A brief history of the observance and politics of Nakba day.
During the 1948 Arab-Israeli war and the subsequent mass expulsions that lasted until October 1950, approximately 85 percent of the Arab Palestinians who had lived in the areas of Mandatory Palestine that ultimately were subjected to Israeli sovereignty were driven outside the borders of the newly established state of Israel. In the process, hundreds of Palestinian villages were completely destroyed, and the larger towns and cities lost most, if not all, of their Arab populations.
Differing existential conditions among Palestinian communities have led to a growing discrepancy in the collective self–image of both groups.
Between 700,000 and 800,000 Palestinian refugees took shelter in the remaining parts of Palestine still under Arab control (the Gaza Strip and the West Bank), as well as in the neighboring Arab countries of Lebanon, Jordan, Syria, Egypt, as well as elsewhere. These events are known in the Palestinian vocabulary as the Nakba (meaning ‘catastrophe’ in Arabic), and they constitute the key episode in Palestinian national history.

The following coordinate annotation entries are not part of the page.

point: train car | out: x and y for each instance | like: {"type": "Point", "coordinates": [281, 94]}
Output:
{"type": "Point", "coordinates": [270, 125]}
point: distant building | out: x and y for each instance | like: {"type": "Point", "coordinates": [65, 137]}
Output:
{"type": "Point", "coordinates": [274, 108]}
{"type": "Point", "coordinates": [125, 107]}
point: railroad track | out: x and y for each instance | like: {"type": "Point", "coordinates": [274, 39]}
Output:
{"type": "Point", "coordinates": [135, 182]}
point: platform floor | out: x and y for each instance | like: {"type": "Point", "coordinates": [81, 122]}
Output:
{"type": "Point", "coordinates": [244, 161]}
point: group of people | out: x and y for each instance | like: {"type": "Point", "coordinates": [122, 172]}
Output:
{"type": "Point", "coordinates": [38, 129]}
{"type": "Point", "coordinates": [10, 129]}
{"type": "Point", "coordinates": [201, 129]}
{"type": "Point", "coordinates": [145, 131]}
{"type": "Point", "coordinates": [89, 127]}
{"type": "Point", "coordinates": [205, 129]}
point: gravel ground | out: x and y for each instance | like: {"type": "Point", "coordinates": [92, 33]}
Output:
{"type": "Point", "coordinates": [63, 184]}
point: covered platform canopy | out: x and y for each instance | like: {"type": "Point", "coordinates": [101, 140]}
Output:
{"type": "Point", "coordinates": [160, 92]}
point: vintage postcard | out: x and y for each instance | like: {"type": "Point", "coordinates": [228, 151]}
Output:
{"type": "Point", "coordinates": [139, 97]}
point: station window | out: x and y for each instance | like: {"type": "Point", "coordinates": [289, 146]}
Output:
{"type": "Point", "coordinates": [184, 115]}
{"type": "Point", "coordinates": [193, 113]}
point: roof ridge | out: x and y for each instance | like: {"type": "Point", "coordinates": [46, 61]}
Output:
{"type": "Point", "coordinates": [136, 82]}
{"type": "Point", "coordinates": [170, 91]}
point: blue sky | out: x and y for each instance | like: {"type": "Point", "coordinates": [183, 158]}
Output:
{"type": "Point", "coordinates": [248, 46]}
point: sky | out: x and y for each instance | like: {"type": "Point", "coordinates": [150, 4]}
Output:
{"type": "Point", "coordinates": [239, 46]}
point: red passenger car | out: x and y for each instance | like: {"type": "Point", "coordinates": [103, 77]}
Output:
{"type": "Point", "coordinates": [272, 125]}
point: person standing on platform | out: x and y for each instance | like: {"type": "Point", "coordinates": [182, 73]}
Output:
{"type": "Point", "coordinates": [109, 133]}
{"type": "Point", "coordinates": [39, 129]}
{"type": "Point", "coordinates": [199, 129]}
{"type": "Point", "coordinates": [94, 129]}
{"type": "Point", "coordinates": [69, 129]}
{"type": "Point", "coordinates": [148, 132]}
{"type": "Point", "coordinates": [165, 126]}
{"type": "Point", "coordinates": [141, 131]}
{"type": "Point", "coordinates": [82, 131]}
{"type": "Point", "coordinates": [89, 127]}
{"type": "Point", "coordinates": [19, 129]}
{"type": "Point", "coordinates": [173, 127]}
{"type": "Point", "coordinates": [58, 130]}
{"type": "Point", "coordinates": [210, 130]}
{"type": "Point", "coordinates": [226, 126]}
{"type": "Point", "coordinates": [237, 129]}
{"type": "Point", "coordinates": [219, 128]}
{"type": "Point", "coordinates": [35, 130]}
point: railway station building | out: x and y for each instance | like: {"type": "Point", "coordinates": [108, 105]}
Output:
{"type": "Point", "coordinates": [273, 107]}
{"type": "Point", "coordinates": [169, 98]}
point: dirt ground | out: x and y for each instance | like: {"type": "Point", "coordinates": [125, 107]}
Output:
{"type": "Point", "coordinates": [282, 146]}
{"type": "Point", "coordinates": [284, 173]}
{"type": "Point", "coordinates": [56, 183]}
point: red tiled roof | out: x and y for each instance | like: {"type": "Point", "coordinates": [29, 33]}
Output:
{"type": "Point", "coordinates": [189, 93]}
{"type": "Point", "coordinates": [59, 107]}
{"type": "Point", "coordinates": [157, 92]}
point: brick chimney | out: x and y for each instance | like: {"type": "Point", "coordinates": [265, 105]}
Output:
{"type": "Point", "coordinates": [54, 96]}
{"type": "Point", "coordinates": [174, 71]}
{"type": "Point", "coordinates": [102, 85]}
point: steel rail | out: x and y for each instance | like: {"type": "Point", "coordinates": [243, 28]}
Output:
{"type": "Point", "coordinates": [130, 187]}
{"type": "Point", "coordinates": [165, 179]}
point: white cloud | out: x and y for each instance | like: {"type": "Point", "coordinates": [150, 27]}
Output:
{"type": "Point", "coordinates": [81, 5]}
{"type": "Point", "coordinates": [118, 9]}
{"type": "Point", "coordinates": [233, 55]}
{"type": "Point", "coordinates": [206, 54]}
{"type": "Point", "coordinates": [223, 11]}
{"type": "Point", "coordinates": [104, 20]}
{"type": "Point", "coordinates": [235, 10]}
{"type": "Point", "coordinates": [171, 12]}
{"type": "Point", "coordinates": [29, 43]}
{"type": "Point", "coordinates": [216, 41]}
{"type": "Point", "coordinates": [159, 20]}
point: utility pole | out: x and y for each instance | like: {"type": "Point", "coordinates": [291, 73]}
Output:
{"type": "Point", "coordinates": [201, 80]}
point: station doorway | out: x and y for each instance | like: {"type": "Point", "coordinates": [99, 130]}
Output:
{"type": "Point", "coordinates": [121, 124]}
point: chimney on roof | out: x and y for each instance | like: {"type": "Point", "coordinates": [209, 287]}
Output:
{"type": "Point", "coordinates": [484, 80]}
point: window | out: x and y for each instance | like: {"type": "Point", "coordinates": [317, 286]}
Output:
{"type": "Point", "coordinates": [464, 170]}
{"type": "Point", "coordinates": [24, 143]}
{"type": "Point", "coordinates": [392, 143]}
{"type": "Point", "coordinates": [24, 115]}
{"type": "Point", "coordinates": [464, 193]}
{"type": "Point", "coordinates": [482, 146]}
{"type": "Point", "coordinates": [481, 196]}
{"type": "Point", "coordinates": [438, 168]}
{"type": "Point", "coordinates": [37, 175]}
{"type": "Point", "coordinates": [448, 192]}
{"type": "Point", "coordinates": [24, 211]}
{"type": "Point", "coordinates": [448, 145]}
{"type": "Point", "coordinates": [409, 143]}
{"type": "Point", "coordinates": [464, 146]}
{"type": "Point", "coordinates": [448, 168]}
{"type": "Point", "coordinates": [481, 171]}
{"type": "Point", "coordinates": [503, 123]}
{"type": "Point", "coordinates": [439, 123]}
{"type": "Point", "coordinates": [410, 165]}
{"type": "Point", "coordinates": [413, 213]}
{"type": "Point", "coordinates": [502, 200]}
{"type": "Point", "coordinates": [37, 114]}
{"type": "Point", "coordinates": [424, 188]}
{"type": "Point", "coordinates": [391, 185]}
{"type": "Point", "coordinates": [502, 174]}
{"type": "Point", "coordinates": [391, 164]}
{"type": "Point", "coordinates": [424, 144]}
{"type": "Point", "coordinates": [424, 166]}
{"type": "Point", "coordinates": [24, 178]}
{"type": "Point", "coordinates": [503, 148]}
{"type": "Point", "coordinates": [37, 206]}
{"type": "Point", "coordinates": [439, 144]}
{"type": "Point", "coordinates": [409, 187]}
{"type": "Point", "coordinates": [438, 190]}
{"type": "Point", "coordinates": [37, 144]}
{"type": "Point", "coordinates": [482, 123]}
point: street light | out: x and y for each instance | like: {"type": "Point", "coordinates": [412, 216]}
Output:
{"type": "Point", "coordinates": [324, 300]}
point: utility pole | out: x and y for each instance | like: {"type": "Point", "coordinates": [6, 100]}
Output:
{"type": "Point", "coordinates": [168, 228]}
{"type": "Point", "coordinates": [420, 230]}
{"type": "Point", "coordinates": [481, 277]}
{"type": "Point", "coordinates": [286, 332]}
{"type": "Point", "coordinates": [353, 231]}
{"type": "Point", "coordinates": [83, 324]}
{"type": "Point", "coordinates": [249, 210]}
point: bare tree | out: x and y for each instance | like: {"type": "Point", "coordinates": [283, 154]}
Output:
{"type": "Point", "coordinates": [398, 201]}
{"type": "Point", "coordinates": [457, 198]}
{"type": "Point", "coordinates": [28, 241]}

Those 156,000 Palestinians who remained under Israeli rule could not escape the dramatic consequences of the Nakba: about one-sixth of them came from nearby villages that were destroyed and depopulated. Subsequently they became internal refugees; many other lost their lands to Israeli state expropriations even though they remained in their villages; and families were torn apart never again to be reunited.